By Beatrice Brown
Human subjects research has long been plagued by racial inequality. While flagrant abuses have been curtailed, disparities have, unfortunately, persisted.
One area ripe for scrutiny is clinical trial enrollment. A 2018 study by William Feldman, Spencer Hey, and Aaron Kesselheim in Health Affairs documents racial disparities in trials that are exempt from typical requirements for informed consent from study participants.
Informed consent is a cornerstone of the ethical conduct of medical research, as affirmed by the Belmont Report in 1976. However, emergency conditions, such as cardiac arrest, are not conducive to obtaining informed consent. Patients may be incapacitated, and often there is simply not enough time to discuss the trial in a meaningful way with surrogates. Nevertheless, research on emergency conditions is important for improving clinical practice.
To respond to this issue, the FDA created the “exception from informed consent” (EFIC) process in 1996 to allow for the study of drugs and medical devices used to treat emergency conditions. The rationale for this process lies in weighing the ethical principle of beneficence with the ethical principle of respect for persons—if the clinical benefit to be derived for the population is sufficient, then exceptions from informed consent may be warranted.
However, even if there is an ethical justification for EFIC trials, for the practice to be just, the burdens and benefits of these trials ought to be fairly distributed.
Feldman, Hey, and Kesselheim’s findings raise questions about the fairness of EFIC trials. Although Black people represent only 13 percent of the US population, they made up 29 percent of participants at U.S. sites for EFIC trials.
This overrepresentation of Black people in EFIC trials stands in sharp contrast to their underrepresentation in clinical trials requiring informed consent.
Black people only make up 5 percent of clinical trial participants overall. Participation in clinical trials may afford patients better outcomes through access to cutting-edge treatments. Diversity and inclusivity in clinical trials are also important to understanding and analyzing research findings. Although efforts in various medical fields, such as in oncology, are underway to make clinical trials more inclusive, enrollment among Black people remains low.
This underrepresentation and overrepresentation both represent concerns for research ethics.
The underrepresentation of Black people in clinical trials that require informed consent may partially result from distrust fueled by past historical abuses in medical research. And overrepresentation of Black people in trials that bypass informed consent might exacerbate this distrust.

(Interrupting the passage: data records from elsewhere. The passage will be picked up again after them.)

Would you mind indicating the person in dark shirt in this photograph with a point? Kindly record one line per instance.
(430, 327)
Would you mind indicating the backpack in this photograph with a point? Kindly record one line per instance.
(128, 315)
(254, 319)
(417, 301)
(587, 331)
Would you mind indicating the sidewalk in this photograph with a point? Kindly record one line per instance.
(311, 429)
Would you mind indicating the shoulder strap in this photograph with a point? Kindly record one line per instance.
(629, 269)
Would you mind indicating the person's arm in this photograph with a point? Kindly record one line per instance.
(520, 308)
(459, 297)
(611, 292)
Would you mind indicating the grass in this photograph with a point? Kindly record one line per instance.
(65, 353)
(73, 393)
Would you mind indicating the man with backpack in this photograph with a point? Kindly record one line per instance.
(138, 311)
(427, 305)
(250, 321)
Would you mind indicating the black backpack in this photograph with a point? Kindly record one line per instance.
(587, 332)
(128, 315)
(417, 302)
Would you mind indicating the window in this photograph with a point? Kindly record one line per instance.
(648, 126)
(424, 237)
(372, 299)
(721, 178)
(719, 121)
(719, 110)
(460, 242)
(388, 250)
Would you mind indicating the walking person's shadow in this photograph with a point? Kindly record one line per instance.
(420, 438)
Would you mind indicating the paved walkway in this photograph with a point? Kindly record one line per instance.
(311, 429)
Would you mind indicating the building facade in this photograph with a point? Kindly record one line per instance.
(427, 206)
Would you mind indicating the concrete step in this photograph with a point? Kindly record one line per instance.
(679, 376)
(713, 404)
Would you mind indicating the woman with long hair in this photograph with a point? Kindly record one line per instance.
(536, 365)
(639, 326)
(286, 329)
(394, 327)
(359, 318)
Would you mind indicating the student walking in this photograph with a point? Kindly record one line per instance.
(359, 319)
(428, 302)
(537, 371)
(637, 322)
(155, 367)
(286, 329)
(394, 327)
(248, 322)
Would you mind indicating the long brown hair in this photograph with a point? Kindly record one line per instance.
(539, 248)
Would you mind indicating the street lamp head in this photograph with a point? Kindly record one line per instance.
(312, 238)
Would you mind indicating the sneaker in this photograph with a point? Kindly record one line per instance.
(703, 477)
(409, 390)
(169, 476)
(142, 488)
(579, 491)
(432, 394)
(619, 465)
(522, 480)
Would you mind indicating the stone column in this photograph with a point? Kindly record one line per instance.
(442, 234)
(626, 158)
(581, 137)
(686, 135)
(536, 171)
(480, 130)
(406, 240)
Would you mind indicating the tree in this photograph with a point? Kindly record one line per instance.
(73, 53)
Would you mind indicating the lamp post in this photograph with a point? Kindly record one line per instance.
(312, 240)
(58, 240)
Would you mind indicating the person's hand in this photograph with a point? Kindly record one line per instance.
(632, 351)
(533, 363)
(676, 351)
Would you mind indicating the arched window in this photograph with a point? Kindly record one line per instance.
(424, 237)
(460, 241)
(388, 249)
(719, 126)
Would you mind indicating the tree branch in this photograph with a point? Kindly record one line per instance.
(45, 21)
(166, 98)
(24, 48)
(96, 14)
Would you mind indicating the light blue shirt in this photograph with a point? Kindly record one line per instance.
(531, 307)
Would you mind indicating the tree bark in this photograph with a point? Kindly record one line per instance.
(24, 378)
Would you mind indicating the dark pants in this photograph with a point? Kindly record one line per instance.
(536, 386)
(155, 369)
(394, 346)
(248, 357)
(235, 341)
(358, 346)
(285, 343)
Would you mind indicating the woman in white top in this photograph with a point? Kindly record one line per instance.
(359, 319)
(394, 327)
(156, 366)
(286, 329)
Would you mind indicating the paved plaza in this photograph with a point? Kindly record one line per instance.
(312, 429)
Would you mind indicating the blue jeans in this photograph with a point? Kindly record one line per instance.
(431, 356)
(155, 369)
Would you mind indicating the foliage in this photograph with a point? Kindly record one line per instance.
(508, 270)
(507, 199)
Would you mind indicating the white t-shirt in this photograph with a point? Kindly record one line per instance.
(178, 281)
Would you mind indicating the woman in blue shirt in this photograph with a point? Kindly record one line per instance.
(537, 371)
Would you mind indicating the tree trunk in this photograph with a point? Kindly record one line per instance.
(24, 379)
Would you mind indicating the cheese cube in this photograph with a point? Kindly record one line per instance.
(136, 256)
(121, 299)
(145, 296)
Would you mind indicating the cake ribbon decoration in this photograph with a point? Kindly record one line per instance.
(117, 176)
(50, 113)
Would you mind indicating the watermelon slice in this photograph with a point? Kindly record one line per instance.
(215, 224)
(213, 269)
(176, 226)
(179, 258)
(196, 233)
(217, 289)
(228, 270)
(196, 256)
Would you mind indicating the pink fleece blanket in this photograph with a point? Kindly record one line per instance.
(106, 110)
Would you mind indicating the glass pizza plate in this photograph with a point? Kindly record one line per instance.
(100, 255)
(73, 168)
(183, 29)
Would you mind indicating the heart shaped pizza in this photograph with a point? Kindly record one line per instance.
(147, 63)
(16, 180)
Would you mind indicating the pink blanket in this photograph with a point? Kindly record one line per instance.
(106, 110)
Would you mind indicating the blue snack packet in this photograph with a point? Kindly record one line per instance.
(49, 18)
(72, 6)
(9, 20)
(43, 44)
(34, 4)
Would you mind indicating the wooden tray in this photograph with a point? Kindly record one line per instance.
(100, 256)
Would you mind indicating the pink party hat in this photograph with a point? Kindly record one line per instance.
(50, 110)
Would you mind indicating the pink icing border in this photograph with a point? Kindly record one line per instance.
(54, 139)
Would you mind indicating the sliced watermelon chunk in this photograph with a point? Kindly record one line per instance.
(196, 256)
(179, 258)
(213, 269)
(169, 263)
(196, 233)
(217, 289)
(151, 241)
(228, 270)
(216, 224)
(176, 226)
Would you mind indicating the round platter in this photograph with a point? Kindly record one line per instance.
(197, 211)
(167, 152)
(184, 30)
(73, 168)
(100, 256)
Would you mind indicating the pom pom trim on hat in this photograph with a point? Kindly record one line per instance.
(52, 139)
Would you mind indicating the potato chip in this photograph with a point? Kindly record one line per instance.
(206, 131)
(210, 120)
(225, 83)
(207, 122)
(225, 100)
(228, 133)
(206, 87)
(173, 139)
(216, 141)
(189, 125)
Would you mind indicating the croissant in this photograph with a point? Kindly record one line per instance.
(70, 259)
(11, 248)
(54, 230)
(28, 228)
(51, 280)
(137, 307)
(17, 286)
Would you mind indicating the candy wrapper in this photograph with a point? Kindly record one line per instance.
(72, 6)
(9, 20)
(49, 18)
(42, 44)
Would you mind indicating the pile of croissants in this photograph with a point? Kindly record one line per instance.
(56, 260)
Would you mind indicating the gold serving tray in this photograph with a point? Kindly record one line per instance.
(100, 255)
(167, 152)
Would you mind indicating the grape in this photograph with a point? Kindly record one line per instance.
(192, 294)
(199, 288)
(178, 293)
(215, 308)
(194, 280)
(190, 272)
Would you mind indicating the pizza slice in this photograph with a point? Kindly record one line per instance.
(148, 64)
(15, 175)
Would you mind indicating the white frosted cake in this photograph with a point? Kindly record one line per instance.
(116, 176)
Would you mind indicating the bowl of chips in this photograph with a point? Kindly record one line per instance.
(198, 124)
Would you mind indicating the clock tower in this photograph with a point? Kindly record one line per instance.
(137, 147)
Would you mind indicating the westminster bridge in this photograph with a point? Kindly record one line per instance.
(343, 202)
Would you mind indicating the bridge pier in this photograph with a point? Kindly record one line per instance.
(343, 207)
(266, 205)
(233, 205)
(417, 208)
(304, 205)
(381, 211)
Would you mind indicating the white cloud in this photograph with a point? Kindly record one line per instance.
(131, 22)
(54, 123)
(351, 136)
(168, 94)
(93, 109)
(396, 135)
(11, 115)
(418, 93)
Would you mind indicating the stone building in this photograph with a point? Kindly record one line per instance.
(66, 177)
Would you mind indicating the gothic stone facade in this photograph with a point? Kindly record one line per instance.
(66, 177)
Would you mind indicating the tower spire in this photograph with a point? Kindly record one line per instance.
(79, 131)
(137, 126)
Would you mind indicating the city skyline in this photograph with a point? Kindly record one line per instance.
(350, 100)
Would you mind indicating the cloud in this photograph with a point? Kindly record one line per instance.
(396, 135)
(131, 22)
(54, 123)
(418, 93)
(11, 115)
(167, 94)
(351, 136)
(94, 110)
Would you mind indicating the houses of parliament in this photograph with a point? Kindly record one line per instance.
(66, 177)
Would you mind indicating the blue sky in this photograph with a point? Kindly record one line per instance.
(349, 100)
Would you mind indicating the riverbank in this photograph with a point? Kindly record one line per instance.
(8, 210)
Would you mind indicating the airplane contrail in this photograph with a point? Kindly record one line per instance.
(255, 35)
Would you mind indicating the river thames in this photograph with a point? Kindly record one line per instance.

The overrepresentation of Black people in EFIC trials, while not fully understood, may be due in part to the possibility that these trials are conducted in communities with higher proportions of Black people. The data raise questions about whether Black participants in EFIC trials (or their surrogates) would willingly consent if given the chance or if they would otherwise decline to enroll.
More must be done to ensure that EFIC trials do not perpetuate racial disparities. Though extensive work is needed, Feldman, Hey, and Kesselheim provide a few preliminary suggestions.
First, better community engagement may be helpful. The FDA requires that EFIC trial investigators engage in a community consultation process before initiation of trials, which includes providing information about the risks and benefits of the intervention and soliciting feedback on research plans. But a follow-up study demonstrated that Black people are underrepresented in this consultation process relative to their enrollment, and that groups with higher proportions of Black people support EFIC trials at lower rates. Deeper, targeted consultation in Black communities may help to improve the EFIC process and mitigate racial disparities by ensuring that these communities have a voice in shaping the conduct of these studies.
Second, Feldman, Hey, and Kesselheim propose that recruitment should be conducted in a wide variety of communities to ensure racial and ethnic parity. Many EFIC trials provide interventions in the field (i.e., before arrival to the emergency room) and enroll patients across wide catchment areas. It is important, the authors argue, that clinical investigators perform these trials in diverse communities and not only in areas with high proportions of Black people.
Finally, Feldman, Hey, and Kesselheim suggest that the FDA implement reporting requirements to ensure that better data are available on consent and race in these trials. Having better data would allow policy makers to improve the EFIC process, ensuring that it remains ethical and does not exacerbate already-existing racial disparities.
As COVID-19 continues to reveal deep racial disparities in our health care system, we must think carefully about how to resolve these disparities in all realms of medicine, including clinical trials and particularly those trials that bypass consent. Researchers conducting trials without informed consent must be cognizant of systemic racial injustices and ensure that they are not contributing to the persistence or worsening of disparities.